From local building ordinances to national economic policies and ruthless trade agreements, decisions are supported by an economic ideology that always makes “economic growth” the top political priority. It is an assumption so deeply ingrained in our culture that it remains unchallenged, even as we try to find ways to mitigate the economic causes of the climate chaos that is already upon us. The ideology of economic growth and the illusion of U.S. “energy independence” allow more CO2 and methane emissions from fracking for short term production increases. We might as well be lemmings.
The scientifically aware continue to argue with the Koch brothers’ agents provocateurs as if it was merely a matter truth prevailing in rational debate. We have to face the fact that culture does not change by rational discourse when the power structure dominates the flow of “information.” All you have to do is listen to the Sunday talk shows to see who defines the culture through the media. However, sociologists and behavioral psychologists have known for decades that the most powerful way to change behavior and influence opinion is to strategically exert peer pressure. Education can help a little, but will be too late. It is no match for pervasive mass media propaganda so prevalent today. Strategic behavior of “influentials” in a community is.
While mass media control the economic culture instilled in the general population, significant numbers of young people around the world, including the U.S., are aware of the nascent climate disaster and have begun to campaign for divestiture of fossil-fuel investments by university endowments. The response from Harvard’s president Drew Foust illuminates the “generation gap,” claiming that Harvard should not be a “political actor.” See: http://www.harvard.edu/president/fossil-fuels Well, investing in fossil-fuel is a political act. This is a classic case of the old established economic culture opposing the new ecological culture of sustainability.
Neither the civil rights movement nor the anti-apartheid movement succeeded by the relatively minor economic damage they inflicted – they won by exerting major political pressure. But as that battle continues – and it does have promise as one avenue to put political pressure on the fossil-fuel economy – we must find ways to immediately divest our economic behavior from dependence on oil, gas, and coal. We face an urgent – time sensitive – crisis.
As a general principle of urgency, every effort possible is necessary. But we need a strategy that applies the facts of social science to maximize the broad adoption of innovations to drastically reduce carbon emissions. Behavioral change does not come fast by rational argument. Most people adjust their behavior when the judgment of others matters. That is what “politically correct” language is all about. When racist speech was no longer accepted in public, many Americans changed their public speech even though they did not purge their personal racism. They knew that they would be judged badly if, for example, they used “the N word” in public, even in their own segregated suburban neighborhoods. We all know folks who still harbor racist feelings but avoid expressing them in public settings.

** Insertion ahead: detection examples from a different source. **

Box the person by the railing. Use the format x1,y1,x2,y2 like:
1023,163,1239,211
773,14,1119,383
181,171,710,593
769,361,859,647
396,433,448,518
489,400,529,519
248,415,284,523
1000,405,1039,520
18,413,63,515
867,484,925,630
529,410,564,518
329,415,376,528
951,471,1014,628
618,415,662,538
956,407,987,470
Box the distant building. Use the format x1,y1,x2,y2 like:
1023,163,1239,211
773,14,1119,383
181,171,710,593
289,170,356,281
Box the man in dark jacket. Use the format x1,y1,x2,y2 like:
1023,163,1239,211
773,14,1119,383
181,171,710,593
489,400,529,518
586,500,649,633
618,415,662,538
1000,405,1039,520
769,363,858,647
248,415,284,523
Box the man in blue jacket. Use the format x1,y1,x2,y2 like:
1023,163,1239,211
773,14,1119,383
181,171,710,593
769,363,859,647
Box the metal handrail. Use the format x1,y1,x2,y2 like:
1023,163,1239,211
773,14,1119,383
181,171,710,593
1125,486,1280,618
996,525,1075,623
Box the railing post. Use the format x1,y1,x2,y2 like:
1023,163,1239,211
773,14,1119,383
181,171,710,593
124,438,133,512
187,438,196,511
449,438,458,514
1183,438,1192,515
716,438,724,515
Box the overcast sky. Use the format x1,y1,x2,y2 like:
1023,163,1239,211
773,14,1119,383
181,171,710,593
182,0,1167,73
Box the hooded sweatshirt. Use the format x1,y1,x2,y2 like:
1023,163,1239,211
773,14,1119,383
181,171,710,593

The recent racist outbursts of L.A. Clippers owner Donald Sterling and Nevada rancher Cliven Bundy are the exceptions that prove the rule.* Initially oblivious to the offensiveness of their words, even they back-pedaled with media exposure. For the most part, overt racism is banished from public discourse. When we are able to elevate “sustainable living” behaviors, such as installing solar systems, to the level of politically correct actions, it will mean that peer pressure can be brought to bear on economic behavior that affects individuals’ self-perception in relation to those peers who are “influentials.” Open opposition will fade and support will blossom.
The “bulk Solar” strategy is an example of how this can be done. If a relatively small group of “early adopters” organizes to make bulk solar purchases, say 5 houses in a neighborhood, the installer can do the work cheaper and give a discount. The innovative “first adopters” are likely to be “influentials” who can have an impact on their neighbors. A tipping point can be reached where it becomes no longer an odd thing to ‘go solar,’ but the popular thing to do. It then becomes a new norm: to take that [personally and socially] rational step of reducing one’s carbon footprint.